FOR RICHER, FOR DEADER
Is the Wedding Between Sir Hewitt Willoughby-Franklin’s Step-Daughter and Billionaire’s Son Off?
Rumours are that the recent death of Kelley Lindsell (29), the personal chef of tycoon Rudy (68) and Sheri Trotman (65) at Sir Hewitt’s Fawstead Manor country estate in Fenshire, has spooked Sybil Bransgrove (36) so badly she’s considering cancelling her nuptials.
Meanwhile the bride and her mother, Lady Grace (61), are being supported by family friend Lady Beatrice (36), the Countess of Rossex, who, alongside her business partner Perry Juke, is currently managing the project to refurbish the Manor House and Lodge on the estate.
Not again! Now that Lady Grace has asked Lady Beatrice to liaise with the police during the investigation into Kelley’s death, she’ll have to cooperate with boorish Detective Chief Inspector Richard Fitzwilliam whether she likes it or not. Her only relief will be solving the murder with the help of her friends Perry and Simon and her dog Daisy to get rid of him faster. But with so many wedding party guests staying on-site, any one of them could be the killer. Can they find out who it is before Sybil calls off the wedding…
Hello. I’m Helen Golden. I write British contemporary cozy whodunnits with a hint of humour. I live in a small village in Lincolnshire in the UK with my husband, my step-daughter, her two cats, our two dogs, sometimes my step-son, and our tortoise.
I used to work in senior management, but after my recent job came to a natural end I had the opportunity to follow my dreams and start writing. It’s very early in my life as an author, but so far I’m loving it.
It’s crazy busy at our house, so when I’m writing I retreat to our caravan (an impulsive lockdown purchase) which is mostly parked on our drive. When I really need total peace and quiet, I take it to a lovely site about 15 minutes away and hide there until my family runs out of food or clean clothes
Social Media Links –
This new author is keeping her readers jumping (happily I’m sure) with her rapid release of the first three books in her debut series. In October, we had Spruced Up For Murder; In November we have For Richer, For Deader; and in December will be Not Mushroom For Death. The series features a delightful cast of recurring characters – especially Daisy, Beatrice’s dog.

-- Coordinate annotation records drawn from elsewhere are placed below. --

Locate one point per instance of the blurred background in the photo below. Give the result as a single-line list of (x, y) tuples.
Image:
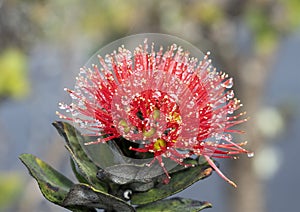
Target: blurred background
[(43, 44)]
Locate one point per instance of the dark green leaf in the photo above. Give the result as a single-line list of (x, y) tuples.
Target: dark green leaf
[(179, 181), (85, 195), (173, 205), (87, 168), (53, 184)]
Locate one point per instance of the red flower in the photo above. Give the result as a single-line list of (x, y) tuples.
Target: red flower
[(168, 102)]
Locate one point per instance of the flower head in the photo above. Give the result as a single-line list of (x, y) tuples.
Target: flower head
[(168, 102)]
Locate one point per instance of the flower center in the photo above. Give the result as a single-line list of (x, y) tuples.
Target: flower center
[(152, 117)]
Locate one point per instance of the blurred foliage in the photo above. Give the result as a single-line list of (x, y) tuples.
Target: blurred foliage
[(10, 187), (13, 70), (26, 24), (270, 19)]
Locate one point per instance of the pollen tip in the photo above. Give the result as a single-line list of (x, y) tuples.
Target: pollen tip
[(232, 183)]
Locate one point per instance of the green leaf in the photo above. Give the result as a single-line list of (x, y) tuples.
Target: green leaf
[(178, 182), (54, 186), (175, 204), (85, 195), (86, 167)]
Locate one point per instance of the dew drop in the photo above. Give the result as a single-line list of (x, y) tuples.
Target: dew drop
[(250, 154), (228, 83)]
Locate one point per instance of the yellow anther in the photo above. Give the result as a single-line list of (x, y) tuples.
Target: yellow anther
[(159, 143), (149, 133)]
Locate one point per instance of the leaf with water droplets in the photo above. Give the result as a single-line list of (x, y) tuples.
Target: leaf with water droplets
[(178, 182), (54, 186), (86, 167), (86, 195), (175, 204)]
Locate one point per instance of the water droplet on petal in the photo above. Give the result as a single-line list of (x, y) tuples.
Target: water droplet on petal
[(228, 83), (250, 154)]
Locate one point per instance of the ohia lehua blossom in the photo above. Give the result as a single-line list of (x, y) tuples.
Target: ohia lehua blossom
[(161, 94)]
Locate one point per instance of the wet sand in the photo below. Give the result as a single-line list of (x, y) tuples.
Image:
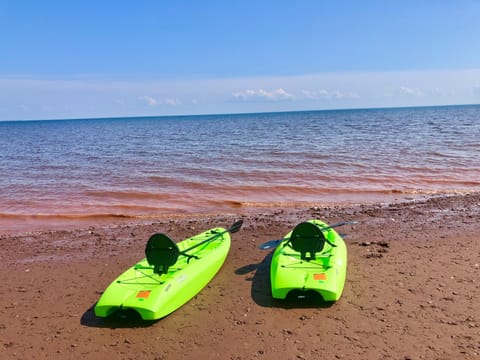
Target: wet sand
[(411, 292)]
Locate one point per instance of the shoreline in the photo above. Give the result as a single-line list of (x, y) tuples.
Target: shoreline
[(11, 224), (411, 290)]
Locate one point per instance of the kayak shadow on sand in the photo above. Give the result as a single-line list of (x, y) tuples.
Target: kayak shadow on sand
[(120, 319), (261, 291)]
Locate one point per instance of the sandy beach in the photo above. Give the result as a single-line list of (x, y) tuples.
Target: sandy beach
[(412, 290)]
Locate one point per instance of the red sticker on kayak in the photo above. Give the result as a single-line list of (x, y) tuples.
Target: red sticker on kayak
[(143, 294)]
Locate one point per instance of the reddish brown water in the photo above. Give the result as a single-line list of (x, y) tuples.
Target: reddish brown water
[(59, 173)]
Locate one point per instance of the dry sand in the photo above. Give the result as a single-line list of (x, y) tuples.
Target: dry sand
[(412, 290)]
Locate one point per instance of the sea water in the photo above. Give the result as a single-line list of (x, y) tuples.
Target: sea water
[(147, 167)]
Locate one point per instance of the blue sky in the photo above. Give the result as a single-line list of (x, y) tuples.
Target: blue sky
[(65, 59)]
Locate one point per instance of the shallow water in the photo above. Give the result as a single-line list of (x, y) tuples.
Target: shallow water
[(107, 169)]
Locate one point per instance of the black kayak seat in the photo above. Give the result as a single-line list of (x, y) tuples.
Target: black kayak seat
[(161, 252), (308, 239)]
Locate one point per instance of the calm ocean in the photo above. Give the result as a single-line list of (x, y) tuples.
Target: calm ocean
[(61, 171)]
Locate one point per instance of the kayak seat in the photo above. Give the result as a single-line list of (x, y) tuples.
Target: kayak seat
[(308, 240), (161, 253)]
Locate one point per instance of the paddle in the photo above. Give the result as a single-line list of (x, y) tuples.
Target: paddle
[(273, 243), (233, 229)]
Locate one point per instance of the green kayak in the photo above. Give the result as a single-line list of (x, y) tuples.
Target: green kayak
[(312, 257), (170, 275)]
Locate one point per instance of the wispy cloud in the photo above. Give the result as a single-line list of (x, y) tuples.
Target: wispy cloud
[(404, 90), (329, 94), (172, 101), (274, 95), (30, 98), (148, 100)]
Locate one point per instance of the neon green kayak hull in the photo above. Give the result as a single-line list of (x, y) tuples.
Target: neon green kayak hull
[(154, 296), (325, 275)]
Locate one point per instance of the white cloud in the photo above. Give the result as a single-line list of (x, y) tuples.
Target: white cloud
[(404, 90), (172, 102), (25, 98), (274, 95), (329, 94), (148, 100)]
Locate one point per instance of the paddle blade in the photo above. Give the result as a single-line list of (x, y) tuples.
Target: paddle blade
[(236, 226), (269, 244)]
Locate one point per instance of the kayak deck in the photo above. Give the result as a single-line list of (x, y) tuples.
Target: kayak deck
[(155, 295), (325, 273)]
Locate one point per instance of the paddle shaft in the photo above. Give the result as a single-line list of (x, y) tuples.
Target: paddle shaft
[(329, 227), (273, 243), (234, 228)]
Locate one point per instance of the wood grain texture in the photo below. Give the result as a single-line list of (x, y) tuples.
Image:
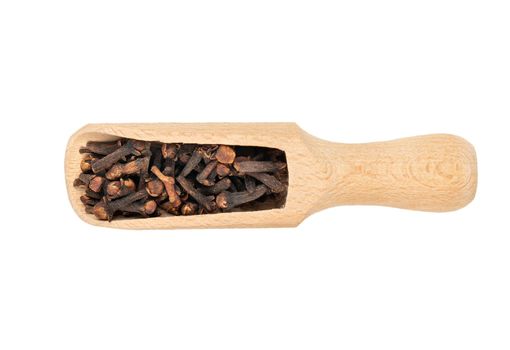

Lady Beatrice, seventeenth in line for the British throne, along with her new business partner and friend, Perry Juke, are happily working on their next project. They are redecorating/refurbishing The Lodge – a seven-bedroom house on the grounds of Fawstead Manor. The Lodge will be the UK base for Sybil and Otis Trotman once they are married – or – maybe we should say IF they are married because it seems someone is determined to see it called off.
The threats begin with a dead rat bearing a note demanding that the wedding stop – then more animals and more notes. However, finding a dead body is what really focuses everyone on how dangerous the situation is. Everyone is frightened – especially the American contingent of the wedding party – because it was one of them who was murdered. Should Sybil and Otis just postpone? Can they even accomplish that at this late date?
There is a special security bureau charged with keeping all members of the royal family safe. Since Lady Beatrice is working at the location where all of that mischief is taking place, the PaIRS bureau is called in to handle the investigation. Of course, that means DCI Fitzwilliam will be the one in charge and he and Lady Beatrice don’t have the best of relationships. DCI Fitzwilliam wants Lady Beatrice to keep her nosey little self out of his investigation even though she was a help in his last case and that really sets her off. She is absolutely determined that she and Perry will solve the case first and she can thumb her nose at him then.
As with the first book, I found this one to be a tad slow in spots, but it wasn’t anything that precluded me from enjoying the book. My biggest issue with this book is something Lady Beatrice’s mother does. I can’t/won’t say much about it because it would spoil it and I wouldn’t want to do that. Then, she forgives much too quickly and too easily. Had my mother done that to me and/or my family/friends, I would still love her – but I would be living someplace different. I understand the reasoning given in the book – but I just don’t buy it and don’t like it.
I always need some romance to go with my mysteries – I always want either a married couple or a couple with a committed relationship. I assume we’ll end up with that in this series, but I’m not sure where it is going at the moment. We have two candidates at the moment for Lady Beatrice – One I don’t care for, but I think he’ll be gone after the next book, and the other I would like but if it goes forward, I’ll be interested to see how the author will handle/explain the large differences in social class.
I can recommend this book and hope you will enjoy it as much as I did.
I voluntarily read and reviewed an Advanced Reader Copy (ARC) of this book. All thoughts and opinions are my own.